安原 英語に苦手意識のある人でも、絶対に行ってみる価値ありです。私は、英語は勉強の1科目ではなくて、コミュニケーションの手段なんだと気づきました。  また、コミュニケーションの手法について学んだことは本当に貴重でした。目を見て話すことの大切さや資料をどう使うかということ。それは使う言語に関係なく、自分が伝えたいことをいかに伝えるかという点で、役に立つことばかりでした。 「留学した」といっても「1カ月」と言うと、よく馬鹿にされます(笑)。でも、今回、私は胸を張って「留学した」と言える。そのくらい大切なものをたくさん学んだから。

TIPS [ホストファミリー]
〇家族同然に接してくださって楽しい1カ月。別れるときは涙、涙…でした。
〇快適だったけど、「家族同然」には程遠い下宿人待遇。これにはちょっと物足りなさも。
〇おとなしい一人暮らしの女性だったので、毎日、自ら話題づくり。四苦八苦したけど、これも勉強。
〇親切な女性とペット1匹の家にステイ。週末にはいろんな国の人が集まるホームパーティ。とても刺激的でした。
〇会話が途切れない楽しいホストマザー。イギリスの風土や文化について、いっぱい教わりました。

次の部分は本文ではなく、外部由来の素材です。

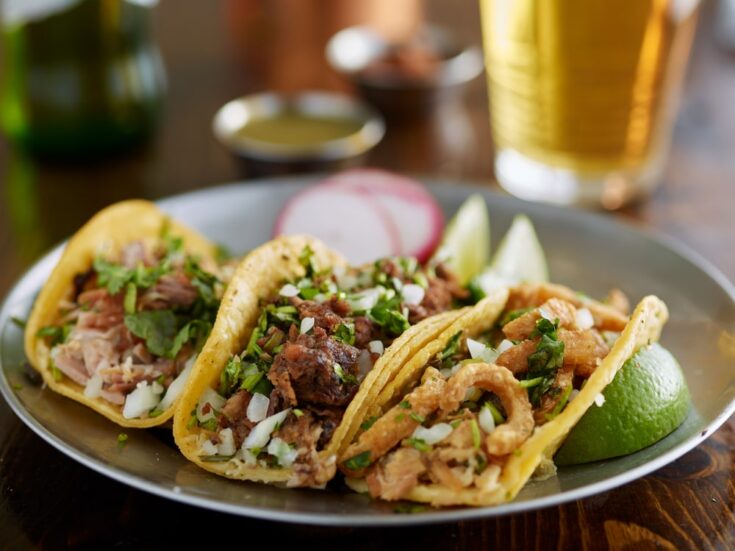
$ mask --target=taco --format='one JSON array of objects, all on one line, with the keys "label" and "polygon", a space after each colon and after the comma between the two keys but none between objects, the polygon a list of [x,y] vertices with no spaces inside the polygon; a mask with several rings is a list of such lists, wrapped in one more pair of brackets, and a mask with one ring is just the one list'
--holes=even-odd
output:
[{"label": "taco", "polygon": [[512,500],[552,476],[552,456],[668,313],[644,298],[628,318],[559,285],[510,290],[503,315],[478,304],[407,362],[366,429],[340,454],[356,491],[434,506]]},{"label": "taco", "polygon": [[454,309],[465,297],[441,265],[350,267],[299,236],[259,247],[223,297],[176,411],[176,443],[222,476],[322,487],[377,389],[468,311]]},{"label": "taco", "polygon": [[67,244],[25,330],[52,390],[126,427],[173,416],[223,284],[218,248],[131,200],[96,214]]}]

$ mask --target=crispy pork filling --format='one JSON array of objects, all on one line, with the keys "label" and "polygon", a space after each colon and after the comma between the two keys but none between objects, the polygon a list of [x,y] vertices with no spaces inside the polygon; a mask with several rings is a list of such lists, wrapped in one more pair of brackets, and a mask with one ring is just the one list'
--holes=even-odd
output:
[{"label": "crispy pork filling", "polygon": [[205,461],[291,467],[290,484],[320,486],[335,466],[317,452],[377,359],[411,325],[466,293],[443,266],[410,258],[319,271],[306,248],[300,261],[304,277],[263,301],[245,350],[200,397],[190,423],[207,431]]},{"label": "crispy pork filling", "polygon": [[127,419],[159,415],[181,394],[214,323],[217,276],[163,235],[156,247],[125,246],[74,278],[58,321],[38,336],[51,346],[55,379],[119,406]]},{"label": "crispy pork filling", "polygon": [[492,491],[507,458],[574,399],[627,322],[570,292],[512,290],[513,309],[493,330],[455,334],[401,403],[363,424],[340,469],[385,500],[419,485]]}]

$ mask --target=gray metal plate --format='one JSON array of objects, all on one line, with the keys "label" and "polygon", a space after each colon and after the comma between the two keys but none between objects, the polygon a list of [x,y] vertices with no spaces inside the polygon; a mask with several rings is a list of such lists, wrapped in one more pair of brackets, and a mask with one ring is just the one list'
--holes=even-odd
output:
[{"label": "gray metal plate", "polygon": [[[312,178],[234,184],[160,202],[173,216],[243,253],[266,241],[276,214]],[[124,484],[177,501],[229,513],[309,524],[407,525],[503,515],[557,505],[609,490],[666,465],[717,429],[735,411],[735,290],[717,270],[680,245],[604,216],[526,203],[484,188],[430,184],[447,216],[472,192],[488,202],[497,239],[524,212],[536,224],[556,282],[604,296],[620,287],[632,300],[655,293],[669,306],[663,344],[679,359],[694,408],[684,424],[657,444],[610,461],[559,469],[529,483],[512,503],[490,508],[394,514],[394,506],[342,490],[288,490],[219,478],[188,463],[166,429],[125,429],[83,406],[29,384],[22,331],[33,297],[61,249],[33,266],[0,311],[0,391],[13,411],[43,439],[84,465]]]}]

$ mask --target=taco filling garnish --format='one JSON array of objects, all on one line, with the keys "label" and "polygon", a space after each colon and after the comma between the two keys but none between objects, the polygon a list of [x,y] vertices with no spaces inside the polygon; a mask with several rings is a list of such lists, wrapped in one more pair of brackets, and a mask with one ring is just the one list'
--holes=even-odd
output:
[{"label": "taco filling garnish", "polygon": [[655,297],[629,321],[559,285],[511,289],[497,323],[461,318],[438,339],[443,349],[403,368],[415,384],[365,424],[339,468],[354,488],[385,500],[512,499],[534,471],[553,474],[551,454],[566,432],[665,319]]},{"label": "taco filling garnish", "polygon": [[289,485],[322,486],[335,464],[319,452],[360,383],[400,335],[466,293],[443,266],[412,258],[322,267],[306,245],[298,261],[300,275],[260,300],[247,343],[200,391],[187,422],[202,429],[200,462],[291,469]]},{"label": "taco filling garnish", "polygon": [[[105,222],[122,212],[152,218],[157,231],[104,243]],[[99,243],[89,242],[89,227]],[[148,203],[111,207],[89,227],[70,242],[48,283],[61,298],[39,298],[29,357],[54,390],[121,424],[157,424],[162,413],[173,414],[224,286],[213,260],[188,252],[186,232]]]}]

角北:私は、この大学で、このプログラムに出会えました。このチャンスをぜひ、たくさんの人たちにも活かしてほしいと思います。海外に住んで、現地の人と友だちになって、つきあいを深めてこそ見えてくるものがあります。旅行では絶対に味わえない発見と驚きの連続。そのなかで成長していく自分を感じられました。私は世界観が変わるぐらいの衝撃を受けたので、自分のなかで変化を求めている人、何か新しい発見をしてみようという気持ちがちょっとでもある人には、絶対に行ってみてほしいです。

奥野:私は、英語が得意なわけでもなかったし、留学して英語が格段に上達したわけでもありません。でも、なんとなく、コミュニケーションのとり方を知った感じがします。それが大事だと思います。自分の言いたいことを、どう表現するか考える。別の言い回しを探すことも一つ。あきらめずに、何か自分のできる方法で伝える、ということができるようになりました。使える英語を学べるという意味では、すごくいいプログラムです。